Hopefully this link will take you to a chart for the time/current trip curve for a typical GE circuit breaker used today for residential panels. It is your standard 'snap in' type breaker found in panels and home improvement stores everywhere, but the idea is typical for all standard CB's. When I cut&paste it into my browser it works...

http://www.geindustrial.com/publibrary/checkout/Time%20Current%20Curves|GES-6202A|generic

Note that the top/bottom scale is rated in multiples of the rating. For example, at 2x, the acceptable time to "clear" (the term for tripping the breaker, technically 'clearing the fault') a 2x overload is 15-100 seconds. At 10x (that is 500 amps in our 50 amp example) the range is 0.3-2.0 seconds. I have the formula at my desk at work to calculate short circuit current based on wire size, transformer capacity, etc. and I could throw out all kinds of numbers...but I'll just say that 500 amps for even 0.3 seconds will fry a lot of 14 AWG wire. Due to typical QC practices the normal response is probably near the middle of the curve. Anyone who has experienced a hard short will recall that it hummed/buzzed for an instant or two before the breaker trips...this is why. The breakers are made to do that...hence the term "time delay breaker".

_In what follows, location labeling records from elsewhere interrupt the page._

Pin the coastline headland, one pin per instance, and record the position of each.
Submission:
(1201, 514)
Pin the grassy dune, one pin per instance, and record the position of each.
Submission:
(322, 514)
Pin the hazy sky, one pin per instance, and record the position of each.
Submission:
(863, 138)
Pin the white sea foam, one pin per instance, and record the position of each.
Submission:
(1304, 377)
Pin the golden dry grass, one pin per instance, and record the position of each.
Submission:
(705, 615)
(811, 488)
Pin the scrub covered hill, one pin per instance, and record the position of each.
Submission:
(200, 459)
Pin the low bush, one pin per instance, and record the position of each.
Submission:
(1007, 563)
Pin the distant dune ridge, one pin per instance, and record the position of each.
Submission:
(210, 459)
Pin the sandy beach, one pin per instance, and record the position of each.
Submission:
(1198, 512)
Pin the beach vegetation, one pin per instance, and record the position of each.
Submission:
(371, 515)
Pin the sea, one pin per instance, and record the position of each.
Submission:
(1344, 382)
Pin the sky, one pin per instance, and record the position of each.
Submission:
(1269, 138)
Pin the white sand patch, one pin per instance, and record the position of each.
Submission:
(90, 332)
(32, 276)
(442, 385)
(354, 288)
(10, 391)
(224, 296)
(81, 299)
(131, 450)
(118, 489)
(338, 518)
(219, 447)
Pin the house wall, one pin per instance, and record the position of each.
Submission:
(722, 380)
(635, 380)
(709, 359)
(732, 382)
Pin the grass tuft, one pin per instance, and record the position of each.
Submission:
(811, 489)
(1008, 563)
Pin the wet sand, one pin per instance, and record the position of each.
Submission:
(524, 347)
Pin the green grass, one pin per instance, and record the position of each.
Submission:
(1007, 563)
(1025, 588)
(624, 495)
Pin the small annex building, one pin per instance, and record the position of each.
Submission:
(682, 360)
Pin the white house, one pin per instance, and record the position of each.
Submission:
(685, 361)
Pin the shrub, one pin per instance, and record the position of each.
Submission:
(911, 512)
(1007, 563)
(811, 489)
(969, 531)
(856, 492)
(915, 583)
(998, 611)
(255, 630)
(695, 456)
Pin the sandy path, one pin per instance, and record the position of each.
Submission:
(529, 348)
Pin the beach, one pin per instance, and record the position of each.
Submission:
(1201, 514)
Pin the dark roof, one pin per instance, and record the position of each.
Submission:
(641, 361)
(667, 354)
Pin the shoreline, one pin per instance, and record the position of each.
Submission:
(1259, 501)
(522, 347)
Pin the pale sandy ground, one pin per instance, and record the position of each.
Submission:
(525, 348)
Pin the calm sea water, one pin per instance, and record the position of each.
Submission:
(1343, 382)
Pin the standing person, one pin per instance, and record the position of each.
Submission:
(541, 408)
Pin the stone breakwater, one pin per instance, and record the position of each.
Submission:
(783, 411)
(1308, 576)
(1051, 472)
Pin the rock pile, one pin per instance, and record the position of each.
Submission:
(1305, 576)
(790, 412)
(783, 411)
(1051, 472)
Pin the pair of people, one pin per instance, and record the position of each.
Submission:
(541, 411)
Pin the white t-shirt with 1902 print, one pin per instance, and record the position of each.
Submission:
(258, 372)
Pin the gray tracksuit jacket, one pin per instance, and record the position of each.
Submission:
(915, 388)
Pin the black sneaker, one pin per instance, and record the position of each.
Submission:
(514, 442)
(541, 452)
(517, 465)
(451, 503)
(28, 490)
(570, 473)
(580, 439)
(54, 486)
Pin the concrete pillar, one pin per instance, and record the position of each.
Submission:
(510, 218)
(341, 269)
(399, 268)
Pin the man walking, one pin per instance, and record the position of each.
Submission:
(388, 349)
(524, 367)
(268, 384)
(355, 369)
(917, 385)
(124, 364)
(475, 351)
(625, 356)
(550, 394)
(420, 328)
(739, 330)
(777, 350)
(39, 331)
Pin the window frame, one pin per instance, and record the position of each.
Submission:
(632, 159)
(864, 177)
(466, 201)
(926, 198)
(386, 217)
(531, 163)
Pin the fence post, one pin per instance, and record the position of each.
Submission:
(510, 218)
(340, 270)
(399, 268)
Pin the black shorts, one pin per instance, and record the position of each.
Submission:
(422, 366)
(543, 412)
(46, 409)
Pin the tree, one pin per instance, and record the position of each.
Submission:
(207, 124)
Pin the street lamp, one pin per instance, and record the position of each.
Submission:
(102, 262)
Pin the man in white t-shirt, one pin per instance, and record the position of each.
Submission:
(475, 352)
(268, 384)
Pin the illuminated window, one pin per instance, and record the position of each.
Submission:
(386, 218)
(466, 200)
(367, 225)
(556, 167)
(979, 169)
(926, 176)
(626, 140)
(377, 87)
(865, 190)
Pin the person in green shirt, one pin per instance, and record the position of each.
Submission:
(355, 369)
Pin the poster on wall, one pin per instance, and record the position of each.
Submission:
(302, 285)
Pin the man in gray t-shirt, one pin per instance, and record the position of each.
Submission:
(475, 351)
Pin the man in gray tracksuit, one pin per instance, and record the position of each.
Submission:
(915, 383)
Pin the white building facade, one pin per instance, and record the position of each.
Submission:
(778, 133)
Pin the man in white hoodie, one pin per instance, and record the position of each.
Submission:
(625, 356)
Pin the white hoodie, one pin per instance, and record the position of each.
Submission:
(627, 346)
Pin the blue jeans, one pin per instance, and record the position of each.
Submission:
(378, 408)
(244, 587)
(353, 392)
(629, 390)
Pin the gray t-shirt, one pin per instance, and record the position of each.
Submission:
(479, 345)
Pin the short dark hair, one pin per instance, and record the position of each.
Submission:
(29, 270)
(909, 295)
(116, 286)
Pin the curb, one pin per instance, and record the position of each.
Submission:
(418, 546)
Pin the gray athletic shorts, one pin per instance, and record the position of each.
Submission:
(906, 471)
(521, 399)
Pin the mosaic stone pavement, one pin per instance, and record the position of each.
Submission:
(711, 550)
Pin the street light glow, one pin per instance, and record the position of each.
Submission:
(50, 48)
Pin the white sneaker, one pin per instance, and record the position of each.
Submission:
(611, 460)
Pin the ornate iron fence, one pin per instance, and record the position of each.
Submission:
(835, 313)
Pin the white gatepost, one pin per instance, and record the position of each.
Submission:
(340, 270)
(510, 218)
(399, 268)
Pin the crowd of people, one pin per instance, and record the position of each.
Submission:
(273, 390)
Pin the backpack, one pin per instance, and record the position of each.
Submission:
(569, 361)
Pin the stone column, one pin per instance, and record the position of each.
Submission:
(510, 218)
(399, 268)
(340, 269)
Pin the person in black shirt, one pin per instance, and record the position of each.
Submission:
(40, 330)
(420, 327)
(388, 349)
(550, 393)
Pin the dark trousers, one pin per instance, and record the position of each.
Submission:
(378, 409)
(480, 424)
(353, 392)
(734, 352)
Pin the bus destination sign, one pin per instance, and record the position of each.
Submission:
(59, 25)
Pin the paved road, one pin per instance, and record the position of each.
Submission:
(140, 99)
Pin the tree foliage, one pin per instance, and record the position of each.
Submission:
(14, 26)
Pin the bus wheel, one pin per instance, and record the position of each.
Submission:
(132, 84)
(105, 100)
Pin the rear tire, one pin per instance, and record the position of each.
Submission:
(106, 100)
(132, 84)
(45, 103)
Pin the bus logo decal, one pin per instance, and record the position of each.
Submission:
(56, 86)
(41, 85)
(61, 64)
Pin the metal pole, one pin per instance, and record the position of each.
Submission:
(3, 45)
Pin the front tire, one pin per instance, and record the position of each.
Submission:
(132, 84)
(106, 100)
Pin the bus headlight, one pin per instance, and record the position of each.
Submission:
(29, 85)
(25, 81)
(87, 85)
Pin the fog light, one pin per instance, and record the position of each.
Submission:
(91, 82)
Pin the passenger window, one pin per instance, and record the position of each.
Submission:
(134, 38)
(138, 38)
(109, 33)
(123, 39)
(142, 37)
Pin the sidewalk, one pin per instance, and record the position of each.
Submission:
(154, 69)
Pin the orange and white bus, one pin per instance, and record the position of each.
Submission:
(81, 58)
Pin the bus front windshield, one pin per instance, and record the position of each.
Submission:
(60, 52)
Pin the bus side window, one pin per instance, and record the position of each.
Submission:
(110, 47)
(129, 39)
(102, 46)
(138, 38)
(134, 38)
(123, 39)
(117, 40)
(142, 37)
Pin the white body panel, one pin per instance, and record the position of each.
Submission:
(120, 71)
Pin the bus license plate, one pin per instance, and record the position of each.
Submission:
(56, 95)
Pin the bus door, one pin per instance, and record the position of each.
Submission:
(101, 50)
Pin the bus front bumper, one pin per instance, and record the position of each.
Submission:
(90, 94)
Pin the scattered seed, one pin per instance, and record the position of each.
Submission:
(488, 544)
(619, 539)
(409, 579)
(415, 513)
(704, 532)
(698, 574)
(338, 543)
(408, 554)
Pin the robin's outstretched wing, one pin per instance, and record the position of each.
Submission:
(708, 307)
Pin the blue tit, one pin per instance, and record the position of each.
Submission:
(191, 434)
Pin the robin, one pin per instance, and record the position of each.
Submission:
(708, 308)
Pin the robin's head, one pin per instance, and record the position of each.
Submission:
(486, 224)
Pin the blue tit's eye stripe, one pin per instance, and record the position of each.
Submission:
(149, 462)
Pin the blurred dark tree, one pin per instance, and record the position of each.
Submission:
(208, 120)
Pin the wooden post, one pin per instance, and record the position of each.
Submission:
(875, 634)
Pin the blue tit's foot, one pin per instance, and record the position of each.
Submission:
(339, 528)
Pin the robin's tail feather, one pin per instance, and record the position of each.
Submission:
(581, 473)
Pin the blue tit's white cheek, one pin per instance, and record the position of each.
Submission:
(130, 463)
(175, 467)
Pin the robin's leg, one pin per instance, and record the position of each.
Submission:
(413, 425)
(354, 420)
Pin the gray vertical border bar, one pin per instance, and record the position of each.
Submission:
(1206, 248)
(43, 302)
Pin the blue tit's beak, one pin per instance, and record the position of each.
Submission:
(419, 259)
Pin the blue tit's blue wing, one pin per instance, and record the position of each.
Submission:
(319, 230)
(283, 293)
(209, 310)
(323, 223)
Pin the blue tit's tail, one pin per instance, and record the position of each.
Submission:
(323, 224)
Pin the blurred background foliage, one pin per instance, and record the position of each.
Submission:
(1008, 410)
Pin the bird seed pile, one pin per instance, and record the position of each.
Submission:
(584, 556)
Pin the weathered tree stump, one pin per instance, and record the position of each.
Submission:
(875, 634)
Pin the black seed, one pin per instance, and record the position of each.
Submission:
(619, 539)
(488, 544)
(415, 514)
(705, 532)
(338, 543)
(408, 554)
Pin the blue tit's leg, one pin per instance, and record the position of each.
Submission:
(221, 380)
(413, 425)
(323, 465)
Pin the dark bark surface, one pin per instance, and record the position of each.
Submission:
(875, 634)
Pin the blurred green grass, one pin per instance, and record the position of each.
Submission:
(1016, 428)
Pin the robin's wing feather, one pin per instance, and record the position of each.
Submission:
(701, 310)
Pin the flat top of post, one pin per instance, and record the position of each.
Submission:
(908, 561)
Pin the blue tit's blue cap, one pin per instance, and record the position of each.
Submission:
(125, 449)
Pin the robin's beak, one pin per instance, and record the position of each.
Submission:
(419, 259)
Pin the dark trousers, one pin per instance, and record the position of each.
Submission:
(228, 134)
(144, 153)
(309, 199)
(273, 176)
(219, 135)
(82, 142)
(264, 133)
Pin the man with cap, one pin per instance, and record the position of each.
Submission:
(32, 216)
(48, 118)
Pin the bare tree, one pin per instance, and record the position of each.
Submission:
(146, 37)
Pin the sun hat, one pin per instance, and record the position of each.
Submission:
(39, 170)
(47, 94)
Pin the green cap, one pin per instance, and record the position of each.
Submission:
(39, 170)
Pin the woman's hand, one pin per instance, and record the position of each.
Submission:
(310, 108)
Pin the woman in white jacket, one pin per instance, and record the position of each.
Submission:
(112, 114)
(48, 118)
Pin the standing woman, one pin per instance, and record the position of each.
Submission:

This time delay is eliminated in a GFCI breaker, and that plus the fact that they actively clear in milliseconds and they clear on a 25 milliamps of short circuit current should clearly illustrate why they save lives...

Now where's the beating a dead horse icon...???:D
 
The problem is that the outlet is also used to power a welder...

AHAA! That'll make your decision for you. As has been noted previously, your 15A breaker and 20A cord are your weaksister links in the system. It'll work to cobble together an extension-cord type converter and you could even put a 20A breaker box inline if it'll make you sleep better. Good system for a temp fix.